Райла привезла известие о том, что Бен снова разговаривал с религиозной группой и что они завтра заедут в Виллоу-Бенд. Бен их приведет к нам для собеседования. Он все еще никак не возьмет в толк, чего же им от нас надо.
Из госпиталя, как она узнала, сообщили, что Хайрама пока не выписывают. Бен побывал в Ланкастере, чтобы повидать его, и говорит, что вид у него неважнецкий. Хайрам справлялся сперва о Баузере, потом о нас двоих и о Кошачьем Лике. Еще интересовался, как идут дела у Стиффи. Но, задав эти вопросы, он больше ни о чем говорить не пожелал…
Бен привел к нам этот самый комитет религиозных общин на следующий день. Их было трое, но говорил с нами лишь один из них. Двое остальных просто сидели рядом, покачивая головами или кивая в знак солидарности со своим говорящим коллегой по фамилии Хотчкисс.
Этот Хотчкисс был не из тех людей, кто склонен попусту терять время. Это был крупный мужчина с лицом, словно сошедшим с фрески о Страшном Суде. Оно было вытянуто острым углом, как волчья морда. На таком лице улыбка была бы чем-то совершенно чужеродным, да он, на мой взгляд, вряд ли позволял себе когда-нибудь улыбнуться!
Он сразу же перешел к изложению сути дела. Обычные вежливые пассы были сведены до минимума. Нисколько не усомнившись в возможности перемещений во времени, он, по-видимому, принял их за абсолютную данность. Не спрашивал он и о принципах их осуществления, его интересовало не это. Он спросил всего-навсего, каких гарантий мы не даем при осуществлении этих перемещений…
— Нас интересует, — заявил он, — приобретение прав или лицензий, называйте это как хотите, на тот период, который охватывается житием Иисуса Христа. Это должны быть исключительные права. Для нас и никого более.
— Я говорил вам, — сказал Бен, — когда мы встретились с вами впервые, что мы готовы рассмотреть любое законное предложение, но не способны дать вам никакого ответа, пока не вникнем в истинный смысл вашей заявки. Вы просите исключительное право на довольно большой кусок истории, и мы должны знать, не возникнут ли там по вашей вине какие-нибудь парадоксы.

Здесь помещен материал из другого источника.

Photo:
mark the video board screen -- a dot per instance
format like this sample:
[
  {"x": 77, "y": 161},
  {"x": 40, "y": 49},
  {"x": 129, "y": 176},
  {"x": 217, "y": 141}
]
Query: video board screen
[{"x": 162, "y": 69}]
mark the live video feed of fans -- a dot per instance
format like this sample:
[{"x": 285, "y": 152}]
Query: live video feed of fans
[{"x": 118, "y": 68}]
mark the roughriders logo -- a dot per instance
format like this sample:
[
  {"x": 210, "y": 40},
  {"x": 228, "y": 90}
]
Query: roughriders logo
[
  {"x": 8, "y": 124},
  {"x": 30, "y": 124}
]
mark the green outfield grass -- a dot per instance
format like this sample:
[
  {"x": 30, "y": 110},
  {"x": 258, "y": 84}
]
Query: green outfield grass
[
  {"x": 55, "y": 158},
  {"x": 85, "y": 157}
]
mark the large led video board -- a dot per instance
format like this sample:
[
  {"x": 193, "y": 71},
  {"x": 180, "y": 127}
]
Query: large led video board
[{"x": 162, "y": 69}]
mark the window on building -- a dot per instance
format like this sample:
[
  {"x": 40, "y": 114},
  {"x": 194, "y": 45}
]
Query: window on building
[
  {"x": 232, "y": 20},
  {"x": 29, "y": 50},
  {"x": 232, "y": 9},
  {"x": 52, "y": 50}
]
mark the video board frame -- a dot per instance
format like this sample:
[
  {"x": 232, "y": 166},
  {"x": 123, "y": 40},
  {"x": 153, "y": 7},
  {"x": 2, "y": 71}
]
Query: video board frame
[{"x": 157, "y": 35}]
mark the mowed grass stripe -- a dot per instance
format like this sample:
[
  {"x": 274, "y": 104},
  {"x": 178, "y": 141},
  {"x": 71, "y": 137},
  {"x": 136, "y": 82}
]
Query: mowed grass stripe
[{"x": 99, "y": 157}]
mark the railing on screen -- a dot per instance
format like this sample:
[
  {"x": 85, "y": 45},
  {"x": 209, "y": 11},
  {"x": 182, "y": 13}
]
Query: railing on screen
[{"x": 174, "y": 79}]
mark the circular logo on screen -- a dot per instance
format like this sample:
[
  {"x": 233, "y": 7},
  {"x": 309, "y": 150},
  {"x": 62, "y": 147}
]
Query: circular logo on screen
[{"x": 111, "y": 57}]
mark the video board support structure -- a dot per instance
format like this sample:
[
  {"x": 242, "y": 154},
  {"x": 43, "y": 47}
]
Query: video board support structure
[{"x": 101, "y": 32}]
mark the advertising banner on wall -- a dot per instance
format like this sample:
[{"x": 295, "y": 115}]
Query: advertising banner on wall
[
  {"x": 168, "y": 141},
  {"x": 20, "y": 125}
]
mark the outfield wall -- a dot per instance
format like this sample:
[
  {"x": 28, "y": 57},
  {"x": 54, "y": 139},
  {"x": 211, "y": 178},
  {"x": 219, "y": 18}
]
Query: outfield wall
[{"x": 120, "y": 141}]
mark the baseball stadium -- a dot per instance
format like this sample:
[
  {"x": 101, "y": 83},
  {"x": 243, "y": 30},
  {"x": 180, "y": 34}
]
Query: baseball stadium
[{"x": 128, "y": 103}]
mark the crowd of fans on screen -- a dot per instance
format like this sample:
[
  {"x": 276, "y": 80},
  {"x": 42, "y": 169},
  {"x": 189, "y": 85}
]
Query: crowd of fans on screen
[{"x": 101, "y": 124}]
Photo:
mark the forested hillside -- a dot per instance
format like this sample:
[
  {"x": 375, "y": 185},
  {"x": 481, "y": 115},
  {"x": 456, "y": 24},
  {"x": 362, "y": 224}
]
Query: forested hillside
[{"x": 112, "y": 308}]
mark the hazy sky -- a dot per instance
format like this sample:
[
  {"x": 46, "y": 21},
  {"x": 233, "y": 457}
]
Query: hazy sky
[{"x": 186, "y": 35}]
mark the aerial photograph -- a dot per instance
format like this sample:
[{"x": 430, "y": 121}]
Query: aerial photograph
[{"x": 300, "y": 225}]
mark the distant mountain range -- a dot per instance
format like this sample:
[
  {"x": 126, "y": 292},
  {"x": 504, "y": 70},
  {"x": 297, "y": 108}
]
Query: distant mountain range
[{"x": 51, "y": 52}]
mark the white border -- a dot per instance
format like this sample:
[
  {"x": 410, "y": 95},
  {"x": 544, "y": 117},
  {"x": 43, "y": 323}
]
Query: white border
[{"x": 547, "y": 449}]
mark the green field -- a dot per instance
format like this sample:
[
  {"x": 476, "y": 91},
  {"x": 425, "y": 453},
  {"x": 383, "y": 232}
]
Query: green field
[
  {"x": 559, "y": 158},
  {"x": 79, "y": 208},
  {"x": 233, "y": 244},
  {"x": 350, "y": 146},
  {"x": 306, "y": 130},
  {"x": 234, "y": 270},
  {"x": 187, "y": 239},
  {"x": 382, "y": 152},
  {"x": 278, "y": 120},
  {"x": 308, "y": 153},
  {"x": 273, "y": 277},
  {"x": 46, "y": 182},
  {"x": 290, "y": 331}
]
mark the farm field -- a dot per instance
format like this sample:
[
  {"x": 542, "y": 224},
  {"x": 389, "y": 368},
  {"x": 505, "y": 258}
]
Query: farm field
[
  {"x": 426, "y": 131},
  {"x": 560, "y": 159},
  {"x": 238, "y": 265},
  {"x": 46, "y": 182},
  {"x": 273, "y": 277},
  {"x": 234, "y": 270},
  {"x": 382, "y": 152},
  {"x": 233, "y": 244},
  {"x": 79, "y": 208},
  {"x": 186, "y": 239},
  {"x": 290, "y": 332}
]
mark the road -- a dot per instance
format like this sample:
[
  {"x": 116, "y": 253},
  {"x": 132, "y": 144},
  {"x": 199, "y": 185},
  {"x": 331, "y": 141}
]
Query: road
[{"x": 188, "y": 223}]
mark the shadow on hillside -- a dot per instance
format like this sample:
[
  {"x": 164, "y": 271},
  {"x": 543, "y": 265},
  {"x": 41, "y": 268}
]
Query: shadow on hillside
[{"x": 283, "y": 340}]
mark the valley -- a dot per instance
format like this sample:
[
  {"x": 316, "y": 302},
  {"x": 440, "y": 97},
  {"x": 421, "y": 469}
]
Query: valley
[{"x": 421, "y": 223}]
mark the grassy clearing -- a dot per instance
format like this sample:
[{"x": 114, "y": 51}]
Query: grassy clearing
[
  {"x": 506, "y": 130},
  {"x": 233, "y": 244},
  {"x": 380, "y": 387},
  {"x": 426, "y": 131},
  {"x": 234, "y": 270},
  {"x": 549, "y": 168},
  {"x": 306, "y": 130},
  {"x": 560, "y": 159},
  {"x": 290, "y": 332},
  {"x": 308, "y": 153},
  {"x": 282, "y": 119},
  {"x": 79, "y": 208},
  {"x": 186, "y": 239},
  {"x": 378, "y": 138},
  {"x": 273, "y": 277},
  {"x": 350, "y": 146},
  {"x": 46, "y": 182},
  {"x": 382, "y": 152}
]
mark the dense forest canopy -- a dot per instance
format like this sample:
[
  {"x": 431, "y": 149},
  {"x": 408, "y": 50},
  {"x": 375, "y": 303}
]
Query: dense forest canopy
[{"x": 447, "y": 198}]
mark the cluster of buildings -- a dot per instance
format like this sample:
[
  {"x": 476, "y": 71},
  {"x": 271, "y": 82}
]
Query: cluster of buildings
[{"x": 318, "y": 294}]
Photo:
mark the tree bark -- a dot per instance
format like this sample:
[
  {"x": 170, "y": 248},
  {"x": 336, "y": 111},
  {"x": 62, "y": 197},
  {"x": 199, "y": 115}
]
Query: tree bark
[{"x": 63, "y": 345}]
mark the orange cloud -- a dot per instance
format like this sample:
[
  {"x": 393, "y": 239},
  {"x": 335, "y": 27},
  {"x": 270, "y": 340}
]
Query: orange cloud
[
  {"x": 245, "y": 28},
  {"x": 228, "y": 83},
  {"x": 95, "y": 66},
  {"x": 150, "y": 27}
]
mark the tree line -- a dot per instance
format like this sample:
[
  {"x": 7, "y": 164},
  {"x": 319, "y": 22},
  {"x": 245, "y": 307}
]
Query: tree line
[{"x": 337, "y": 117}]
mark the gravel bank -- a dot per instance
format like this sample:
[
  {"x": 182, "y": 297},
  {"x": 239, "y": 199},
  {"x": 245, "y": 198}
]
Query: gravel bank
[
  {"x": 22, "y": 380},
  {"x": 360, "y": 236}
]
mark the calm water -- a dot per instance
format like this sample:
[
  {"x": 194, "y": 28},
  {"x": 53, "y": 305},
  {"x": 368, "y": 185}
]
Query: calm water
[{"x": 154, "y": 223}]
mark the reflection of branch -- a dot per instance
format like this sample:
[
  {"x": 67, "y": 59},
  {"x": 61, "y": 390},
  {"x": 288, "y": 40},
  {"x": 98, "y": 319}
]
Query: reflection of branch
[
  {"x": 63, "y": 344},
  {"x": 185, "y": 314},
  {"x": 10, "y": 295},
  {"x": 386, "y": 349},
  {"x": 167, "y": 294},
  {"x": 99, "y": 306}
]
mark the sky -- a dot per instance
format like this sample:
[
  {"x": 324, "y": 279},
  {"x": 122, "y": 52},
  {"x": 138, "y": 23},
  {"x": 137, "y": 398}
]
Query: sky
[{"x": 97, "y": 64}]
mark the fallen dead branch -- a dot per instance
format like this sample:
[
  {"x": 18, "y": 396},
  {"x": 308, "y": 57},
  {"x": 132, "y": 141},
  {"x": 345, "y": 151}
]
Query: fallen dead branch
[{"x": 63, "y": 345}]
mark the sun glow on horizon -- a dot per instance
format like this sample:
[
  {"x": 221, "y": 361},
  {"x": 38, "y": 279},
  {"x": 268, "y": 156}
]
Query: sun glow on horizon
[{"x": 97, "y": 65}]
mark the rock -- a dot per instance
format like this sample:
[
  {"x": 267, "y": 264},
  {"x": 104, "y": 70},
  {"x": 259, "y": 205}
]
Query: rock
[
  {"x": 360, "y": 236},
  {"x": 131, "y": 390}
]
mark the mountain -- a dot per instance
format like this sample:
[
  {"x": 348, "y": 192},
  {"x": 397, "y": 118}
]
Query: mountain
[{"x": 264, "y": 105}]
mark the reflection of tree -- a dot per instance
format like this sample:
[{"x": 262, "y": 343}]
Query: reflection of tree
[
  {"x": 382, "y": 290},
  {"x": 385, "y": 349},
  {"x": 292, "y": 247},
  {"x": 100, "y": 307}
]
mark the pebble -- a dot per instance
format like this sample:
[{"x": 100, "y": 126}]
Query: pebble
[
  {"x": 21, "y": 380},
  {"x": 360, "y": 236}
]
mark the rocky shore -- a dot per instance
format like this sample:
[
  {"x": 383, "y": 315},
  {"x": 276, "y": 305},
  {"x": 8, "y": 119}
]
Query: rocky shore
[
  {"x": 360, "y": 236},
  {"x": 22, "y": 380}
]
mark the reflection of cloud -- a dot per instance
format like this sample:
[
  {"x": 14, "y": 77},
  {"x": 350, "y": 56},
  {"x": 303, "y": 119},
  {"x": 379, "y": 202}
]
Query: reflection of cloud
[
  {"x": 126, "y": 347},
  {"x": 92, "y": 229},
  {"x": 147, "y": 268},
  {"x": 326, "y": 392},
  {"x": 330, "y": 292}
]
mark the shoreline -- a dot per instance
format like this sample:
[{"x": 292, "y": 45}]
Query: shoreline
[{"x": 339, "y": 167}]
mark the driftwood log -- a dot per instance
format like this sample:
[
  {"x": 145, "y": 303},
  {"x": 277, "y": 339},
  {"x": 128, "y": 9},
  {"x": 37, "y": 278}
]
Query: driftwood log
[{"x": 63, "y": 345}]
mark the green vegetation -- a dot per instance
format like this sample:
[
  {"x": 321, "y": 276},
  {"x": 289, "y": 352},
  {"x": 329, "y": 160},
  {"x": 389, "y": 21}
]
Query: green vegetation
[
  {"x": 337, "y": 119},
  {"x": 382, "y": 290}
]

— Какие еще парадоксы? — осведомился Хотчкисс.
Бен проявил крайнюю предупредительность и терпимость.
— Отрезки истории, — пояснил он, — могут быть использованы для многих целей. И поэтому нам совершенно необходимо знать, в каких целях и каких географических рамках вы собираетесь использовать названное вами время. Внедрение пришельцев из будущего в исторически известное время должно сопровождаться выполнением обязательств, полностью гарантирующих от изменения хода истории, то есть от парадоксов. Ни один из людей, живущих в то время, не должен даже заподозрить в вас пришельцев. Все «посетители» должны быть одеты как те люди, должны знать их обычаи и язык, должны быть осведомлены обо всем, что в то время происходило…
— Можете не продолжать, — прервал его Хотчкисс, — Мы не собираемся заниматься никакими исследованиями и посещениями.
— Но если вы не хотите ни исследовать, ни посетить то время…
— В этом именно и состоит суть нашего подхода, — отрезал Хотчкисс. — Мы вовсе не хотим туда проникнуть, но не желаем, чтобы это сделал и кто-нибудь другой! Вот зачем нам нужны эти исключительные права!
— Не понимаю, — вмешался я. — Это же та временная область, в которой, как мне кажется, для любого богослова столько интересного материала! Ведь едва ли кто-нибудь знает достоверно…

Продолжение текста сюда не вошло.